Author: Georgios Pavlidis, UNESCO Chair, Associate Professor of International and EU law, Director of the Jean Monnet Center of Excellence AI-2-TRACE-CRIME at NUP, Cyprus
Date: 31.05.2025
The fight against illicit trade of cultural property constitutes a battleground for legal innovation, international cooperation, and criminal accountability. This is particularly true in a world where artefacts can be looted faster than they can be catalogued. The Council of Europe’s 2017 Nicosia Convention on Offences Relating to Cultural Property (CETS No. 221) enters this battleground with an ambitious goal: to criminalise a wide array of conduct relating to the destruction, trafficking, and illicit trade of cultural heritage.
For members of the GLITSS COST Action, committed to tackling global threats through interdisciplinary, systemic approaches, this treaty is particularly relevant. It redefines cultural property crimes not as niche heritage issues, but as serious transnational offences that intersect with broader security concerns, including organised crime and terrorism financing.

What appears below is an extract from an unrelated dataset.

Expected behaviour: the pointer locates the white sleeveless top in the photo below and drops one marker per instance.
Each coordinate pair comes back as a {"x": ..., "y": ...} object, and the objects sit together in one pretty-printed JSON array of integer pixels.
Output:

A Shift from Soft Law to Criminal Law
The Convention is the first binding international instrument focused specifically on criminalising cultural property offences. It fills normative gaps left by instruments such as the 1970 UNESCO Convention and the 1995 UNIDROIT Convention, which primarily rely on civil and administrative enforcement. In contrast, the Nicosia Convention adopts a criminal law approach, targeting offences from illegal excavation and trafficking to the market placement of looted objects.
What distinguishes the Convention is its comprehensive scope: it outlines offences along the entire illicit supply chain, from looter to buyer. It also challenges the assumption that actors in the art market can remain neutral. For instance, it encourages States to adopt a “should have known” standard for market participants—meaning that dealers and auction houses could be held accountable not only when they knowingly trade in looted goods, but also when they fail to exercise due diligence.
Harmonisation Without Uniformity?
Despite its forward-looking stance, the Convention faces a recurring challenge in international law instruments: reconciling harmonisation with national sovereignty. It permits States to define “cultural property” under their own domestic laws and allows reservations on key offences such as illegal import or excavation. This flexibility may encourage ratifications. At the same time, it risks diluting the treaty’s effect. A State may, in effect, sign up without committing to criminalise all core offences—a loophole that undermines the aim of establishing consistent standards across borders.
This tension resonates with one of GLITSS’s core research concerns: how international instruments can be designed to accommodate legal diversity without sacrificing enforcement coherence. The Nicosia Convention is a case study in navigating the limits of optionality in treaty design.
Enforcement: The Missing Machinery
The Convention’s enforcement vision is bold but seems to be incomplete. It encourages (rather than mandates) the creation of specialised investigative units and refrains from imposing binding obligations to share intelligence or coordinate prosecutions. Its follow-up mechanism—the Committee of the Parties—can monitor and advise, but it lacks investigative or sanctioning powers. In practice, effective enforcement will depend on national political will, institutional capacity, and cross-border cooperation. Conversely, capacity gaps in law enforcement, weak prosecutorial incentives, and the opacity of the art market remain critical obstacles to implementation.
In Search for Global Alignment
Nicosia Convention does not exist in a vacuum. It must align with broader frameworks such as the UN Convention against Transnational Organized Crime, while also coexisting with EU-level measures like Regulation (EU) 2019/880 on the import of cultural goods. Yet, unlike the EU’s mutual recognition instruments, the Council of Europe’s mechanisms rely more heavily on voluntary cooperation—raising questions about consistency in a globalised art market. Despite its weaknesses, the Nicosia Convention sends a powerful signal: cultural property crime is not a victimless offence, but a threat to historical memory, as well as to international security. Whether the Convention can live up to its promise depends not only on ratifications but also on enforcement muscle and market reform. As we study global illicit trade and the structures designed to combat it, the Nicosia Convention offers both inspiration and useful lessons on the long road from symbolism to systemic change.